Was Umar an IS "honey trap" who was recruiting
young Tajik women to come to Syria and join the militants? Manzura thinks her
young man might have used his courtship skills to recruit other women.
Tajik psychologist Zarina Kendzhaeva tells Radio Ozodi that extremists are recruiting girls who
have "lost hope and meaning in life." "Basically, they quickly
believe what they are told and do not have their own clear opinions. They think
that this is the only way out for them," Kendzhaeva says.
But is IS just targeting weaker, vulnerable women? There
is evidence to suggest that some of the Tajik women who have been recruited by
IS to join the militants in Syria are not those who have "lost hope"
but are well-educated young professionals. These young women are likely
targeted deliberately.
In late February, the Tajik authorities prevented
25-year-old Shahnoza Bozorzoda from traveling to Syria. Bozorzoda was not a
"hopeless" young woman but a medical student from suburban
Dushanbe. Like Manzura, Bozorzoda had decided to go to Syria after she met a
militant, Sabzkadam, on the Internet, in her case via Facebook.
Bozorzoda and her militant friend continued their online
relationship via the instant-messaging apps WhatsApp and Viber, according to
the Tajik authorities.
The method that Sabzkadam reportedly used to woo
Bozorzoda appears to differ somewhat from that used by Umar to attract Manzura.
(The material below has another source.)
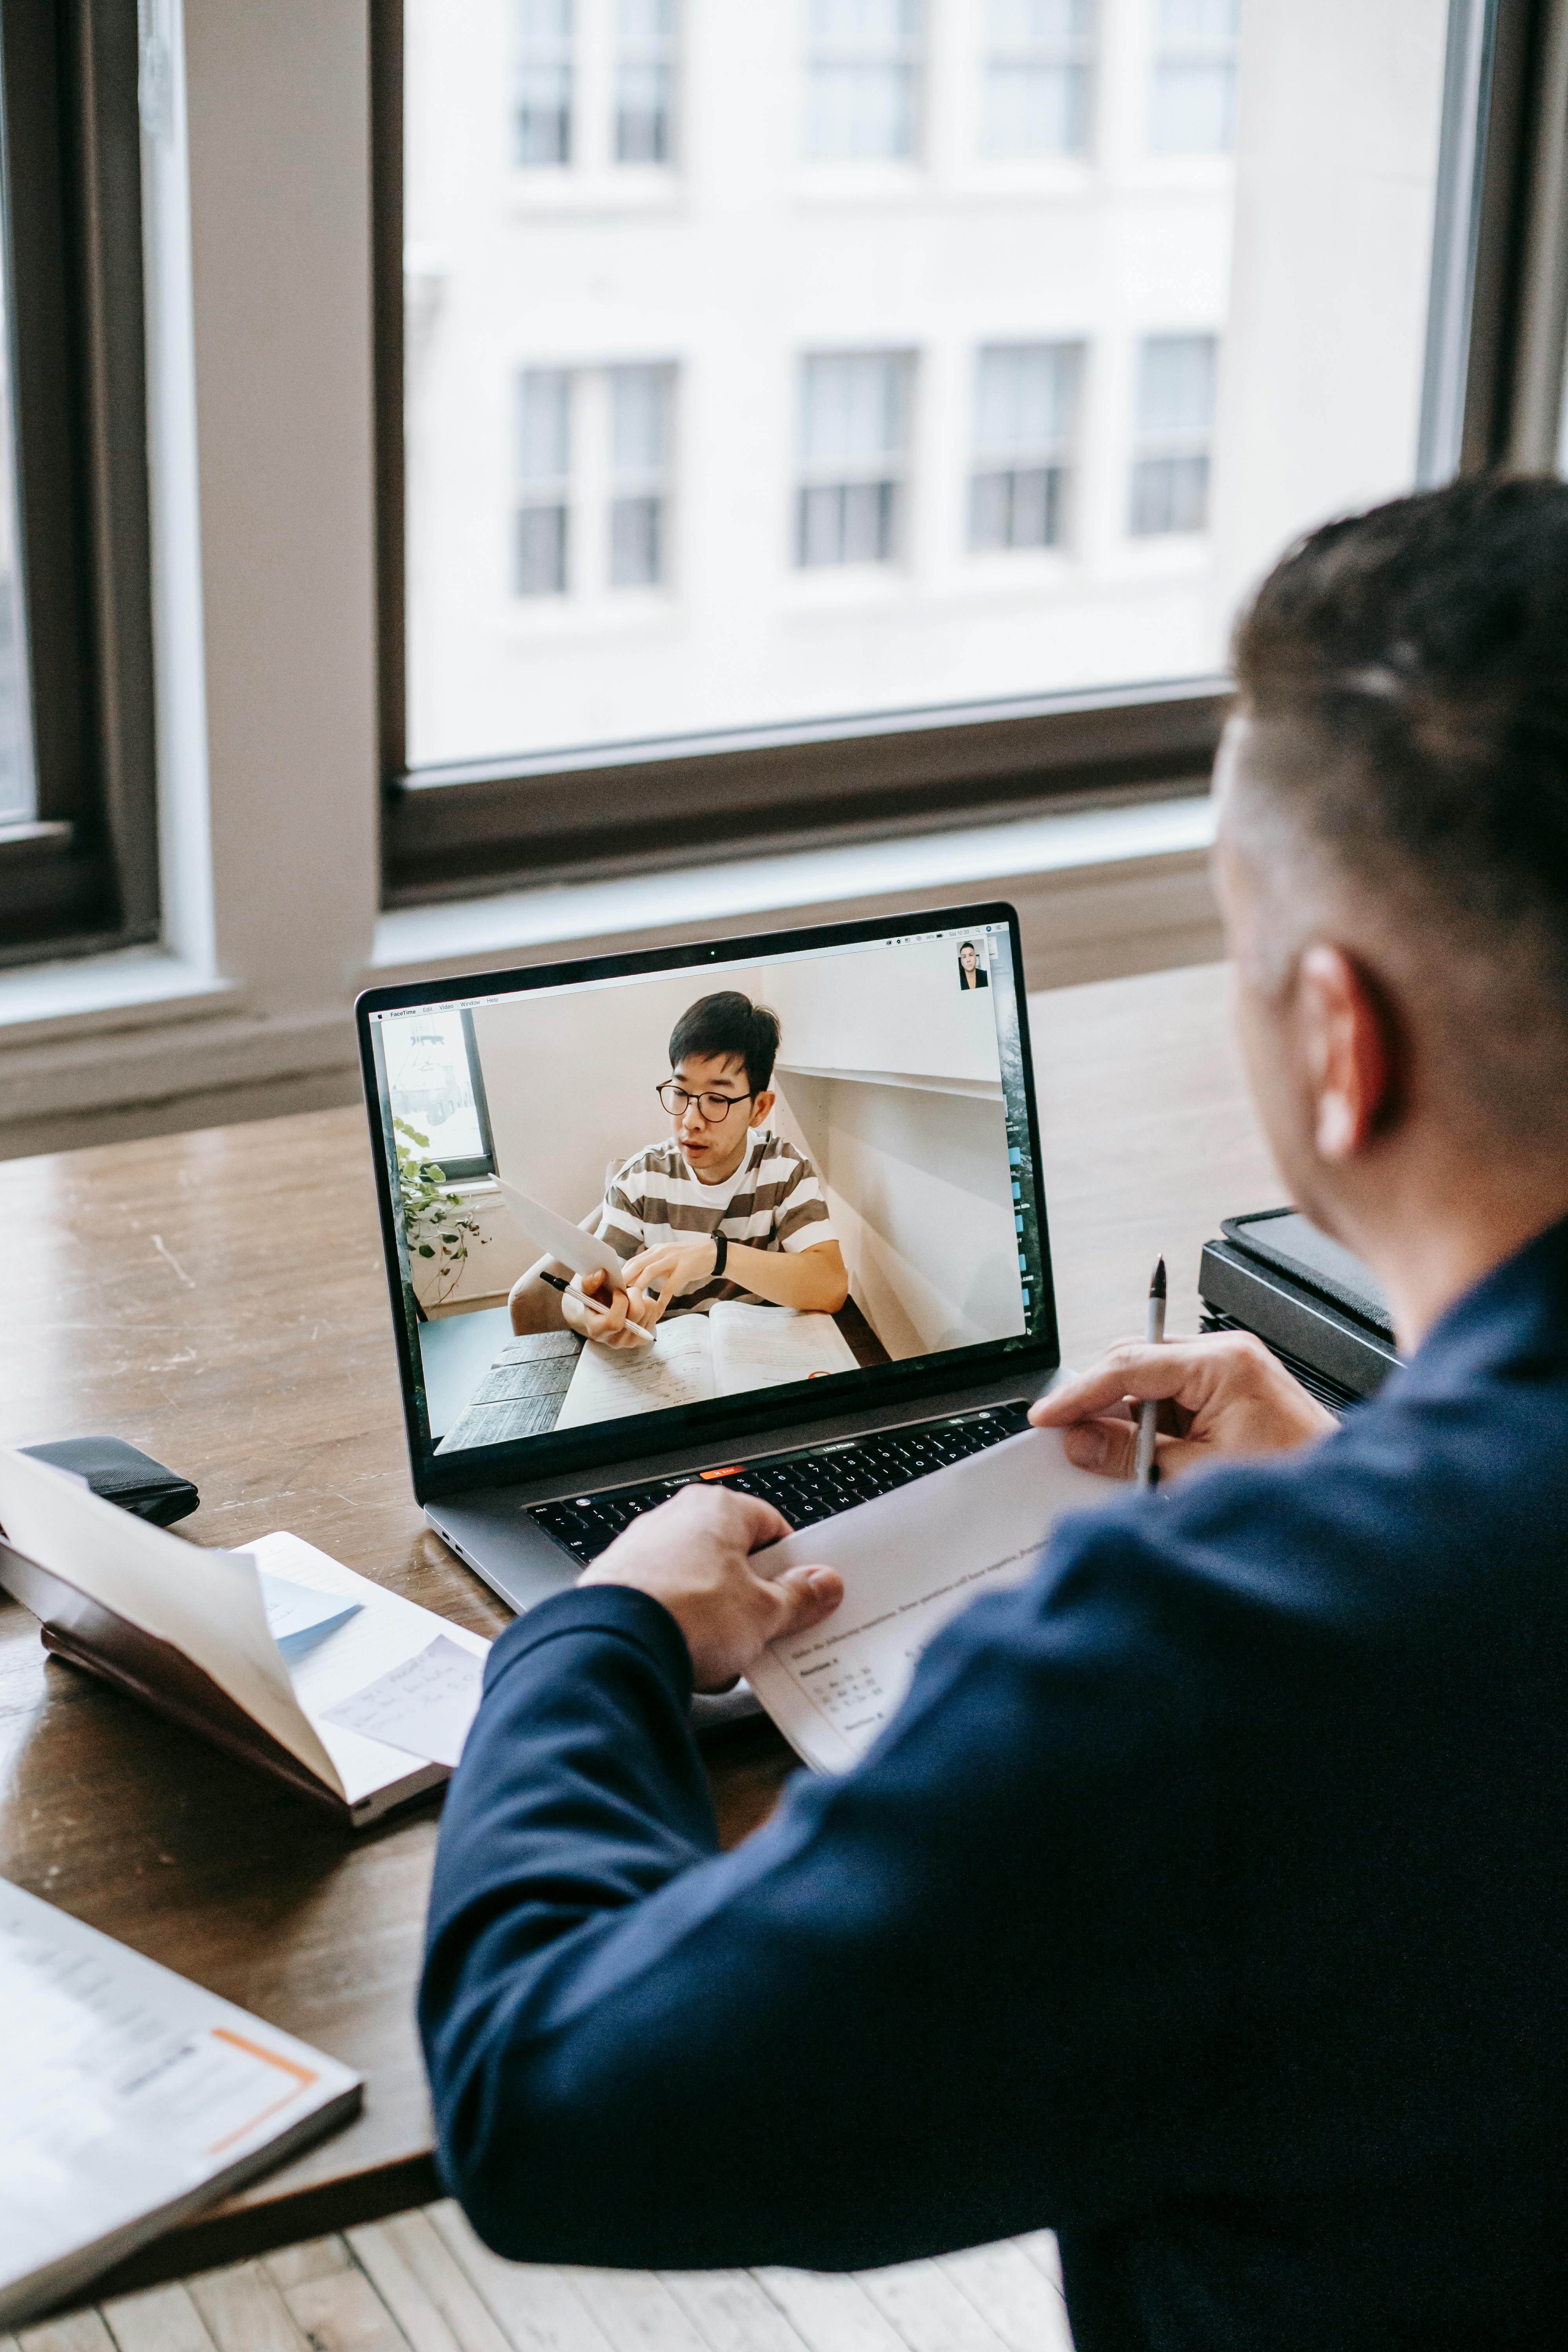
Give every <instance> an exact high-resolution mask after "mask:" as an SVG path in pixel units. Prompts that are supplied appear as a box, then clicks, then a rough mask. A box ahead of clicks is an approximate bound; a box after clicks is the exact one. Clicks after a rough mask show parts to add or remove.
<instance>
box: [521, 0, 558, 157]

Sabzkadam seems to have tried to appeal to Bozorzoda's
sense of justice and duty, sending her various photographs and videos of the
war in Syria. These had a "psychological impact" on her, a spokesman
for Tajikistan's Interior Ministry said. Sabzkadam also told her about the
"path of jihad."
When Sabzkadam later wired Bozorzoda some money, she
dropped out of medical school and flew to Turkey. She was stopped before she
managed to cross into Syria, however.
While Umar appears to have been searching for a Tajik
wife when he targeted Manzura, Sabzkadam likely targeted a medical student for
a reason: the IS group needs medics to treat its wounded and sick
militants. Both IS and other militant groups in Syria have called on women with
medical qualifications and skills to come out and join them.
Although Bozorzoda was stopped before entering Syria, if
she had joined IS she would not have been the only female medic to have done
so. "Bird of Jannah," a Malaysian woman who writes an online diary
about her experiences being the wife of an IS militant, is a doctor who
practiced medicine in Malaysia before joining IS in Syria.
It is not known exactly how many Tajiks have gone to
Syria to fight alongside militants. Edward Lemon of the University of Exeter,
who tracks Tajik militants in Syria and Iraq, estimates that between 100 and
200 Tajiks are fighting in Syria.
Most of those are with the IS group, he believes.